MOUNT VERNON, Wash. — Scientists at Washington State University have combined wheat and wheatgrass in a new hybrid perennial grain crop called Salish Blue.

Salish Blue is just one variety of a new species, _Tritipyrum aaseae. It’s the first new species to be named by wheat breeders at Washington State in 122 years of breeding.

Unlike bread wheat, which is planted and dies in a single generation, perennial grains hold the promise of bearing seed for multiple harvests. At the same time, perennial hybrids can bring ecological benefits to grain production.

“Perennial grains add value in ways other than just being wheat,” said Colin Curwen-McAdams, a graduate research assistant at the WSU Bread Lab at Mount Vernon. “What we need right now are crops that hold the soil, add organic matter and use moisture and nutrients more efficiently. That’s the goal of this breeding program.”

Salish Blue was developed as a potential food and dairy forage crop for the Pacific Northwest, according to Stephen Jones, wheat breeder and director of the lab.

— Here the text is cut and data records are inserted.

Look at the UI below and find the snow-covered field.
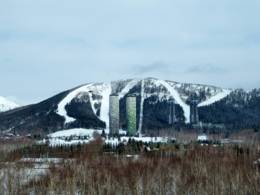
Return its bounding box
[42,128,168,147]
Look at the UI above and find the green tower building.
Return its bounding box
[109,94,119,135]
[126,96,137,136]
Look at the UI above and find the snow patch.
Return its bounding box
[0,96,19,112]
[198,89,231,107]
[118,79,140,99]
[56,84,92,124]
[157,80,190,123]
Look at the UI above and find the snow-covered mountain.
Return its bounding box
[0,78,260,135]
[0,96,19,112]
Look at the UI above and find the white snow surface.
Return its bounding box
[0,96,19,112]
[118,79,140,99]
[56,83,112,128]
[56,84,92,124]
[105,136,168,145]
[48,128,102,138]
[197,134,208,141]
[157,80,190,123]
[198,89,231,107]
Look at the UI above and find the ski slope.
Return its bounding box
[198,89,231,107]
[157,80,190,123]
[56,84,92,124]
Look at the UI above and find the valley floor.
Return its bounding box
[0,138,260,195]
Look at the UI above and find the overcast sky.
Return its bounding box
[0,0,260,103]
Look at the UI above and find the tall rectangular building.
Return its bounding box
[109,94,119,135]
[169,98,177,125]
[126,96,137,136]
[190,100,199,124]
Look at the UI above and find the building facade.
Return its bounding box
[109,94,120,135]
[126,96,137,136]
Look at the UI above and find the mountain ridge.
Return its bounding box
[0,77,260,135]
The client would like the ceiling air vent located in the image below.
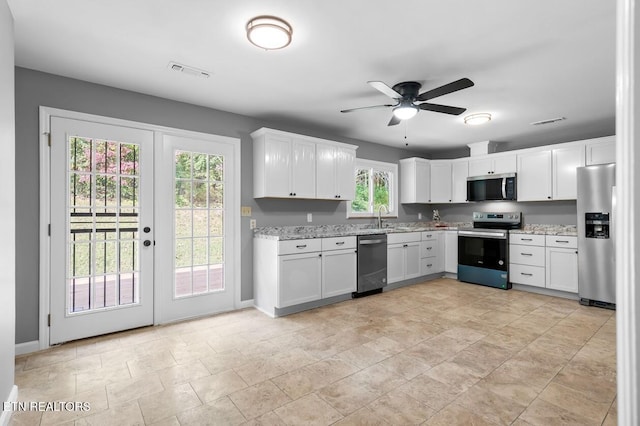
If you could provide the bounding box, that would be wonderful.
[531,117,567,126]
[168,62,211,78]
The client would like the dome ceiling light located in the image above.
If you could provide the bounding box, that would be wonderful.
[464,112,491,126]
[247,15,293,50]
[393,101,418,120]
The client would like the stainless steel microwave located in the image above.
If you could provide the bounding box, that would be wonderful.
[467,173,517,201]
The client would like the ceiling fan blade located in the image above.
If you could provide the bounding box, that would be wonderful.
[416,78,473,101]
[387,115,401,126]
[418,103,467,115]
[367,81,402,99]
[340,104,395,112]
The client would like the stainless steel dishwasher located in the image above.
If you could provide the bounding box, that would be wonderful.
[353,234,387,297]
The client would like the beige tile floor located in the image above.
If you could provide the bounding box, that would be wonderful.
[10,279,616,426]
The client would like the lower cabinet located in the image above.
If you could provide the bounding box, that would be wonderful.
[276,252,322,308]
[321,248,358,297]
[509,234,578,293]
[387,232,422,284]
[420,231,444,275]
[253,236,357,316]
[444,231,458,275]
[546,235,578,293]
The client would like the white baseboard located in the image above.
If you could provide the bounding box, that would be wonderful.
[0,385,18,426]
[238,299,253,309]
[16,340,40,355]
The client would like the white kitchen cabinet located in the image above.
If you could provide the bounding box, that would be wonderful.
[517,150,552,201]
[322,246,358,298]
[444,231,458,274]
[252,129,316,198]
[316,143,356,200]
[420,231,444,275]
[399,157,431,204]
[387,244,405,284]
[451,159,469,203]
[585,136,616,166]
[552,144,585,200]
[429,160,452,203]
[251,127,357,200]
[276,252,322,308]
[469,154,517,176]
[546,235,578,293]
[387,232,421,284]
[509,234,545,287]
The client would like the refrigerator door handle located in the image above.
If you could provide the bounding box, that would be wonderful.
[609,186,616,268]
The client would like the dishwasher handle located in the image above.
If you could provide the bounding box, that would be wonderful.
[358,240,385,246]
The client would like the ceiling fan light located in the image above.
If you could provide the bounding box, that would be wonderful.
[464,112,491,126]
[393,104,418,120]
[247,15,293,50]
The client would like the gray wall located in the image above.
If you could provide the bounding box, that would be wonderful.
[429,201,577,225]
[13,68,426,343]
[0,0,16,410]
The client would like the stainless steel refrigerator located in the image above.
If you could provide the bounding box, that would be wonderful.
[577,163,616,309]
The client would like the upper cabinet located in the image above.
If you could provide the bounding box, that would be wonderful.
[400,157,431,204]
[517,150,552,201]
[316,143,356,200]
[551,144,585,200]
[584,136,616,166]
[430,160,452,203]
[251,128,357,200]
[469,153,517,176]
[451,158,469,203]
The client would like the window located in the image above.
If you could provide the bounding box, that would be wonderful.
[347,158,398,217]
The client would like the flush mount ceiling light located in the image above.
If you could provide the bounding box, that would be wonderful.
[247,15,293,50]
[464,112,491,126]
[393,101,418,120]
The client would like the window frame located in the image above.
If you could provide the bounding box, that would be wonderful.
[347,158,399,219]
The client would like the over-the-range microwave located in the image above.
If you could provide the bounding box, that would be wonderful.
[467,173,517,201]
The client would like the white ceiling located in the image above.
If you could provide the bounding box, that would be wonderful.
[3,0,616,150]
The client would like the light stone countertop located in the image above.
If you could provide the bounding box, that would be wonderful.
[253,222,471,240]
[509,224,578,237]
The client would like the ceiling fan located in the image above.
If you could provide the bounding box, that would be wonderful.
[340,78,473,126]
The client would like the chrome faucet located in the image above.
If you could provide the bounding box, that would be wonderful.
[378,204,389,229]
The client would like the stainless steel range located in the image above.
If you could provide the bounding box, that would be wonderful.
[458,212,522,290]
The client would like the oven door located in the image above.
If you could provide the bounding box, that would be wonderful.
[458,231,511,290]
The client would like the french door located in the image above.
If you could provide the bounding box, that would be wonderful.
[49,117,154,344]
[49,116,239,344]
[156,135,240,322]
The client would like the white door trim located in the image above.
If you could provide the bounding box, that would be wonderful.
[614,0,640,425]
[38,106,244,350]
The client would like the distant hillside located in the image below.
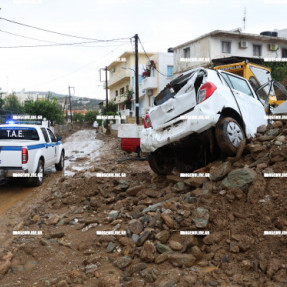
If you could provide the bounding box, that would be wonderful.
[29,91,104,110]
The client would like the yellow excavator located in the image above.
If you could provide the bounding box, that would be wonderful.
[213,60,287,114]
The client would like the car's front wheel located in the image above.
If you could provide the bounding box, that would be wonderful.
[148,148,175,175]
[215,117,245,156]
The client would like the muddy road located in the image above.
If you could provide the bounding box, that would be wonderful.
[0,123,287,287]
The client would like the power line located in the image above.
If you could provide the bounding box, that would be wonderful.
[139,38,168,77]
[0,30,127,48]
[0,41,129,49]
[33,41,129,86]
[0,30,60,44]
[0,17,130,42]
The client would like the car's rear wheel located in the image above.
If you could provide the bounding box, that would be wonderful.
[55,151,65,170]
[31,159,44,186]
[215,117,245,156]
[148,148,175,175]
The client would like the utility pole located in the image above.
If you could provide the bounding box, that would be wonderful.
[99,66,109,112]
[69,86,75,123]
[135,34,140,125]
[105,66,109,112]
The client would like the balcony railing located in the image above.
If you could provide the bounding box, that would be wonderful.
[142,77,157,90]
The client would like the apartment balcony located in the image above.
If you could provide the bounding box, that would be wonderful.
[142,77,157,90]
[114,94,127,104]
[108,69,130,88]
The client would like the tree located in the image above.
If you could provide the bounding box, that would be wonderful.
[265,62,287,82]
[4,94,24,113]
[24,99,64,124]
[124,90,134,109]
[85,111,101,124]
[102,101,118,115]
[73,112,85,124]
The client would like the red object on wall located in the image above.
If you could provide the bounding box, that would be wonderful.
[121,138,140,152]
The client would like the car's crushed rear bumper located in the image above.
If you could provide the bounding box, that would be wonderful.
[141,105,220,152]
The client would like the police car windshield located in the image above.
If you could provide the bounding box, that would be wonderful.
[0,127,39,141]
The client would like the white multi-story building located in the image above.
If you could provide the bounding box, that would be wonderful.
[174,29,287,75]
[1,89,46,104]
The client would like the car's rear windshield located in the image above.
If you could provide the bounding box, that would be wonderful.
[0,127,39,141]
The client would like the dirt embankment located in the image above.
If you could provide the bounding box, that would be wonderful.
[0,122,287,287]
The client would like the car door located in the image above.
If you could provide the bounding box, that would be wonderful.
[222,73,267,137]
[41,127,54,168]
[47,128,59,164]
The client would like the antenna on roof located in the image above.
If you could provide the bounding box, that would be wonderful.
[243,7,246,32]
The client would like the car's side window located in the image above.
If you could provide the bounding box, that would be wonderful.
[41,128,50,143]
[221,73,233,88]
[227,75,254,97]
[47,129,57,142]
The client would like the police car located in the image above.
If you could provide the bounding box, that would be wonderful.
[0,121,65,186]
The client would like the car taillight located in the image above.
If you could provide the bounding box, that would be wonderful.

“We’re working with farmers to determine what Salish Blue will do and how it will fit with their rotations,” said Jones.

Long time in lab

For the past century, breeders around the world have been trying to develop a perennial grain crop from wheat and its wild relatives. Development of Salish Blue caps 21 years of work by WSU scientists to stabilize bread wheat-wheatgrass hybrids through classical plant breeding without using gene modification.

Combining wheatgrass with bread wheat, which contains three separate genomes, posed a challenge.

“It’s incredibly difficult to get what qualities you want, and hold on to them over generations, while not bringing along other things that aren’t desirable,” said Jones.

About the name

The new species is named after professor Hannah Aase, who explored wheat genetics as a botanist and cell biologist at Washington State College, now WSU, from 1914 to 1949. She died in 1980.

“The work Dr. Aase did was important but largely overlooked,” said Curwen-McAdams. “She was trying to answer the question of where wheat comes from. We wanted to honor her and bring her back to the forefront.”